どのスマートフォンの機種で攻撃が成功したのか

 研究チームは、4機種の「iPhone」、3機種の「Galaxy」、Motorola Mobilityの「Moto」2機種など、17機種のスマートフォンを使って超音波攻撃の実験を行い、2機種以外では全て成功した。失敗したのはHuaweiの「Mate 9」とSamsungの「Galaxy Note 10+」だった。いずれも筐体に広く湾曲した部分が存在することが原因だ。

 最も攻撃が成功しやすい音波の周波数はスマートフォンの機種によって異なっており、25.5〜28.3kHzだった。実験チームによれば、スマートフォンのユーザーが超音波を振動の形で感知する可能性はごく低い。

動画が取得できませんでした
SurfingAttack: a new way to hack Siri and Google Assistant with ultrasonic waves(YouTube)

 実験では30センチ離れたスマートフォンに対して攻撃を試みている。なお、攻撃が成功した距離は最大約9メートル(30フィート)だった。これは超音波の制約ではなく、実験用に入手できたテーブルの長さが最大約9メートルだったことによる。

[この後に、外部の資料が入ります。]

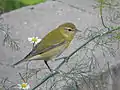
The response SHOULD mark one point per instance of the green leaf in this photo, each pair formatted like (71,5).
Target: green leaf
(31,2)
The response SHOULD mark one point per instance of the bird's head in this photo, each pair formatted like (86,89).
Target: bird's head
(68,30)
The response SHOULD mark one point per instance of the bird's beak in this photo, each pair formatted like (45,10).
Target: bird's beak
(78,30)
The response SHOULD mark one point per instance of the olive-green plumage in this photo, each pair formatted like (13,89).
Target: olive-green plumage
(53,44)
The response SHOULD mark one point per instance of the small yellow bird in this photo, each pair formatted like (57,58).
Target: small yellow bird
(53,44)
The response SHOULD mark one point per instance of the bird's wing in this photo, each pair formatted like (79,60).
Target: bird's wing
(48,42)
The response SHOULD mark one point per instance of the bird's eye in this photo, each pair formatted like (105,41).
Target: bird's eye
(69,29)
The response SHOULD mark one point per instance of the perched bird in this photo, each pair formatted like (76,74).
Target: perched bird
(53,44)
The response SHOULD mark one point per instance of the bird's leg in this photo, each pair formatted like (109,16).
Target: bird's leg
(48,66)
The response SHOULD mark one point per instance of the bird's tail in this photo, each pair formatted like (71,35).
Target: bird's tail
(18,62)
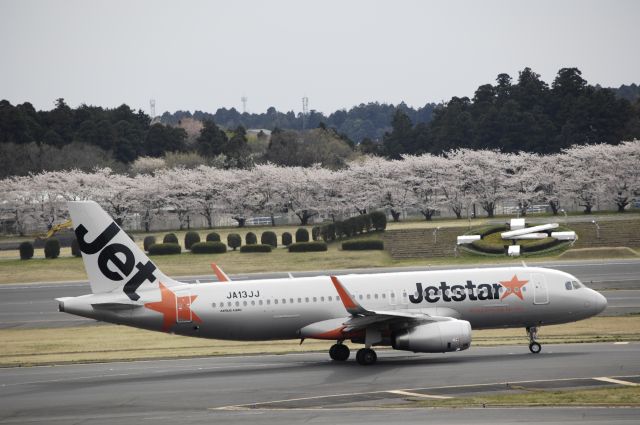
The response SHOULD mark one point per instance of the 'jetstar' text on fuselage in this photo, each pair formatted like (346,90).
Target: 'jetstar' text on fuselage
(456,293)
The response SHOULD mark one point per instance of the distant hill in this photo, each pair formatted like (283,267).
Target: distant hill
(630,92)
(365,121)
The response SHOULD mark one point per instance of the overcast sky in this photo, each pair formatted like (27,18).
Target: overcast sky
(207,54)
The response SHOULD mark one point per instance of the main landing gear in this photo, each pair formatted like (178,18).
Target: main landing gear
(340,353)
(366,356)
(534,346)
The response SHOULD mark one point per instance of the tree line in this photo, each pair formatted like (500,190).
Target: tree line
(364,121)
(525,115)
(589,176)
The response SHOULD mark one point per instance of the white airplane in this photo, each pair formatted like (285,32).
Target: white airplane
(427,311)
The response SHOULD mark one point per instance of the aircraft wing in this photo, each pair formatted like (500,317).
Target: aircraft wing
(361,317)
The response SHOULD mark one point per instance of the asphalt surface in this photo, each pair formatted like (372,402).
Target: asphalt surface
(243,389)
(33,305)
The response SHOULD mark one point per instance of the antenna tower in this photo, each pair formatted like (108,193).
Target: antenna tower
(305,112)
(244,104)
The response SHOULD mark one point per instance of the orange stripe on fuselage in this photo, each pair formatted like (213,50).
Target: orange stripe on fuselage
(344,295)
(221,276)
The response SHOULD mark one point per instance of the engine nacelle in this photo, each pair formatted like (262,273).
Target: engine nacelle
(434,337)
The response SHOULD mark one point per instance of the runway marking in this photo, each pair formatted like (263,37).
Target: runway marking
(419,395)
(272,405)
(144,372)
(616,381)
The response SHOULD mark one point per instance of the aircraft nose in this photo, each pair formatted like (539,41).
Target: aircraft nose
(599,302)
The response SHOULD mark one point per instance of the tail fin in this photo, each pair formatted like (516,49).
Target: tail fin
(112,260)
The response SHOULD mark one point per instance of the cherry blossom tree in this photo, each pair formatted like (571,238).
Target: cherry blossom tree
(582,174)
(523,179)
(486,176)
(456,184)
(622,164)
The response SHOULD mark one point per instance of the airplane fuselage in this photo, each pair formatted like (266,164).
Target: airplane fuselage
(280,308)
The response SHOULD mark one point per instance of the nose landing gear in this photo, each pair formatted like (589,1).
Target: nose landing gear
(534,346)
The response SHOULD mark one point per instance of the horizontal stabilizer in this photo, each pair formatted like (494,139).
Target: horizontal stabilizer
(115,306)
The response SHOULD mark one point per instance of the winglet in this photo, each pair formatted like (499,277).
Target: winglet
(350,304)
(222,276)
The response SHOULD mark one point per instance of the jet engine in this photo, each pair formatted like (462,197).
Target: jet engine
(434,337)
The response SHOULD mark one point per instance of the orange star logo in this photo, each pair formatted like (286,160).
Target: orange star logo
(513,286)
(173,308)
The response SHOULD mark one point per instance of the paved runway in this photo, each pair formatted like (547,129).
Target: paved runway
(210,389)
(33,305)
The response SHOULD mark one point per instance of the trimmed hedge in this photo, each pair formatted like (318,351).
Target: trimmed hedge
(191,238)
(302,235)
(75,248)
(209,247)
(251,238)
(52,248)
(256,248)
(378,220)
(234,240)
(308,247)
(362,245)
(148,241)
(213,237)
(165,249)
(26,250)
(269,238)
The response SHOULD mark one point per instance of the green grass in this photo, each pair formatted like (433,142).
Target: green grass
(613,397)
(113,343)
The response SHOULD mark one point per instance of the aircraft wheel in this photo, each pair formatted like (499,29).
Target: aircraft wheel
(535,348)
(366,356)
(339,352)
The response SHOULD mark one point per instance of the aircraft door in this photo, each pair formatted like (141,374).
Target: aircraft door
(540,291)
(183,307)
(392,298)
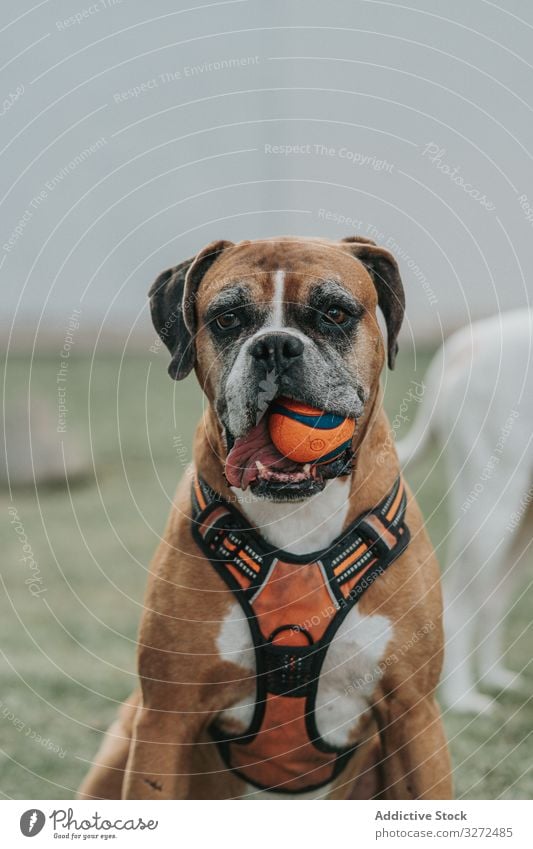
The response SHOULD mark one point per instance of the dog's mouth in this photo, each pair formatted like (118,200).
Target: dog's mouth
(254,461)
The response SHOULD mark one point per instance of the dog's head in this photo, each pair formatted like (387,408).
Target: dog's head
(282,317)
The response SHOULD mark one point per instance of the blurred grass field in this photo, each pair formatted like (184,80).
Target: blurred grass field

 実験環境を変えて、どのような条件であれば攻撃が成功しやすいのかも調べた。最初にテーブルの材質とスマートフォンの構成をさまざまに変えた。

 テーブルの材質をアルミニウムやスチールなどの金属やガラス、木質のファイバーボードに変えた場合、いずれも、超音波が伝わった。スマートフォンをさまざまな位置に置いたり、マイクの向きを変更したり、超音波を弱めるためにテーブルに物(水など)を置いたりしたが、攻撃信号は問題なく伝わった。

 例外はプラスチックテーブルだ。超音波は伝わったものの、信号の確実性が落ちた。

 スマートフォンに装着するケースの影響も調べた。その結果、ケースは、攻撃の成功率をごくわずか引き下げる効果しかないことが分かった。

どうすればサーフィン攻撃に対抗できるのか

 研究チームによると、こうした超音波攻撃の成功率は条件にもよるが、100%に近いという。従って、対策が必要だ。例えば受信信号を分析して超音波と人間の声を識別するスマートフォン用ソフトウェアを開発することが可能だ。スマートフォンを設計するメーカーにもできることがある。超音波の低減や抑制につながるスマートフォンの内部レイアウト(マイクの位置など)の変更などが考えられる。

 ユーザーはどうすればよいだろうか。簡単な自衛策がある。硬い机の表面に直接スマートフォンを置くのではなく、テーブルクロスなど上に置くことだ。布の上に置くことで、“インピーダンス不整合”が増えて、攻撃が成功しにくくなる。さまざまな材質を試したところ、ポリエチレン酢酸ビニル(PEVA)と不織布の2層からなるテーブルクロスが有効だった。1つ目の実験(仮想アシスタントに対して「メッセージを読んで」というコマンドを送る)の成功率が0%にまで下がったのだ。

 チャン氏によれば、今回のサーフィン攻撃はこれまであまり議論されてこなかったサイバーとフィジカルのつながりを浮き彫りにしているという。「コンピュータシステムの物理学には十分な注意が払われていないように感じる。このような物理学は、これら2つの世界の間を伝播(でんぱ)する攻撃を理解する上での鍵の一つになる」(チャン氏)

 研究チームは今回の研究結果を、2020年2月24日にサンディエゴで開催された「Network and Distributed System Security Symposium」で発表した。